When I was 24 my mother called me to make sure that I would be coming home for the holiday because she wanted my help in baking pies for the church picnic.  I said I would be there to help, and she said good because there were fewer women who had volunteered for pie baking.

Well, at 24, I was not the responsible, reliable, predictable person I am today, and as young daughters will do, I arrived late with a hangover.  My mother didn’t say a word.  She just threw the apron at me and told me to start slicing apples for her famous Dutch Apple pie.  We worked in silence for what seemed like an eternity to me until I finally broke the silence with this question “so, is your leg aching today or is it your back”?

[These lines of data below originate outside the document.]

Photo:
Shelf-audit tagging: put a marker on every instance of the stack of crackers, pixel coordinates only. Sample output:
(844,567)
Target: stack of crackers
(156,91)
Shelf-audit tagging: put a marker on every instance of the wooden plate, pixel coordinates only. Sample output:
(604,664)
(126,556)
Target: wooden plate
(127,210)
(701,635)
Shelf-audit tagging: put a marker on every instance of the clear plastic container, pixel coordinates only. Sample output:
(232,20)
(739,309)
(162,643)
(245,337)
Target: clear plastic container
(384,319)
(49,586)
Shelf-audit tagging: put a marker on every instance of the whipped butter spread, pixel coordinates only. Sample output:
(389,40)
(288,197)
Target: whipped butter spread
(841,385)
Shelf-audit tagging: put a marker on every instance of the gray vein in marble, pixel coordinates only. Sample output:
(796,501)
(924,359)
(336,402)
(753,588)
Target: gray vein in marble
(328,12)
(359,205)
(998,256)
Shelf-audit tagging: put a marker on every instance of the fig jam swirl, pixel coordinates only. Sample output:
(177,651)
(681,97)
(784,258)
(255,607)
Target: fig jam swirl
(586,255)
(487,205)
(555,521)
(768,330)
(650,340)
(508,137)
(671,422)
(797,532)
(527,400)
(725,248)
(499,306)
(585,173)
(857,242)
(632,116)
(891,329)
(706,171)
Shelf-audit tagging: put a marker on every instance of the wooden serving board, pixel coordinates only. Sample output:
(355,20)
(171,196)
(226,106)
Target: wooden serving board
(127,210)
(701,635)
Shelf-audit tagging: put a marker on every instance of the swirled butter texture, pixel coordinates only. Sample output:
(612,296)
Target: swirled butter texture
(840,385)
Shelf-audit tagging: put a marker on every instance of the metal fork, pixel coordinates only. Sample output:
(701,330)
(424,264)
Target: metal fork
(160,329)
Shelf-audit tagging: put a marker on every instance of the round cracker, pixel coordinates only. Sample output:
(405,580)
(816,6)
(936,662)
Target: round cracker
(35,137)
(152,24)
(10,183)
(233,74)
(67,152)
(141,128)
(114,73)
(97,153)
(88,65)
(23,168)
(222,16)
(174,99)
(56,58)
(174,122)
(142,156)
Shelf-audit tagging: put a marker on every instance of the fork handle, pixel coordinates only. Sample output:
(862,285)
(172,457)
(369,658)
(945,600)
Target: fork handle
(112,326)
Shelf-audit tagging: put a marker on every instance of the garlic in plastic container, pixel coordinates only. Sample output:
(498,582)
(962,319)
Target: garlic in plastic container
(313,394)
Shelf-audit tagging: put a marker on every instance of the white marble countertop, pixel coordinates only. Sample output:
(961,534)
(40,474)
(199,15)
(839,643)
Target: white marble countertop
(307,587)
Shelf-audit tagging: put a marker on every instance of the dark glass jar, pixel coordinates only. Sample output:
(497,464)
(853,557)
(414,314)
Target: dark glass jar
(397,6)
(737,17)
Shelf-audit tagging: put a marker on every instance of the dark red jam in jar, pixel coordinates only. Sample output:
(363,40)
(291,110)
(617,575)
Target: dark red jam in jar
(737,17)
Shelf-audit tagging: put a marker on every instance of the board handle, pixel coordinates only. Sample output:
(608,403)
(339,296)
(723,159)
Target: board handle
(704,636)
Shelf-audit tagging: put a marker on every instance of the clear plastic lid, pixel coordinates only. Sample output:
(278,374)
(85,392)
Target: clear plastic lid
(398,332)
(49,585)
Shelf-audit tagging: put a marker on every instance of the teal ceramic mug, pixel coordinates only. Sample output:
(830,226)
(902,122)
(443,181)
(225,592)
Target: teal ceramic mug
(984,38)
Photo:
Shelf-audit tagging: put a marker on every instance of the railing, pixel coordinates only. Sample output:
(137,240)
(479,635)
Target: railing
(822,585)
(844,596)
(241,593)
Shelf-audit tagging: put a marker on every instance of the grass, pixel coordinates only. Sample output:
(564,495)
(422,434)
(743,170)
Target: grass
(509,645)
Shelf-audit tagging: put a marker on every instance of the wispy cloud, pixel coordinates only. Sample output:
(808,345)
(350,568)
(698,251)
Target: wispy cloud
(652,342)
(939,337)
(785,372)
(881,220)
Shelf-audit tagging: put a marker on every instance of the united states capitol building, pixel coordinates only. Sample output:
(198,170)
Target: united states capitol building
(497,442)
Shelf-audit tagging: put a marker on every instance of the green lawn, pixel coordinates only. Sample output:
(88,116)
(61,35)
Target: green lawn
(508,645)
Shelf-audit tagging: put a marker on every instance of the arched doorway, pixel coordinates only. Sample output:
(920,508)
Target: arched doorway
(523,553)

She flew around to face me, and with that look that only a mother can give, she said through clenched teeth “I am in pain every day of my life. This is not about pain, but about giving.  I gave based on what you told me you would give to me—help.  Because you did not see my giving as a priority I may not be able to give what I said I would.  You give what you can and I do but because you did not give what you could I may be short my giving”.  There was little I could say, but I began to work a bit more efficiently and faster, and we were able to make good on my mom’s promise to the other church ladies.

When I laid in that hospital bed for days on end needing help to eat, to dress, to accomplish the most basic of needs there was little I could give.  What I could give was a smile and a thank you which I did often and freely.  It was easy to remember my mother’s axiom of “You give what you can based on what you can accomplish”.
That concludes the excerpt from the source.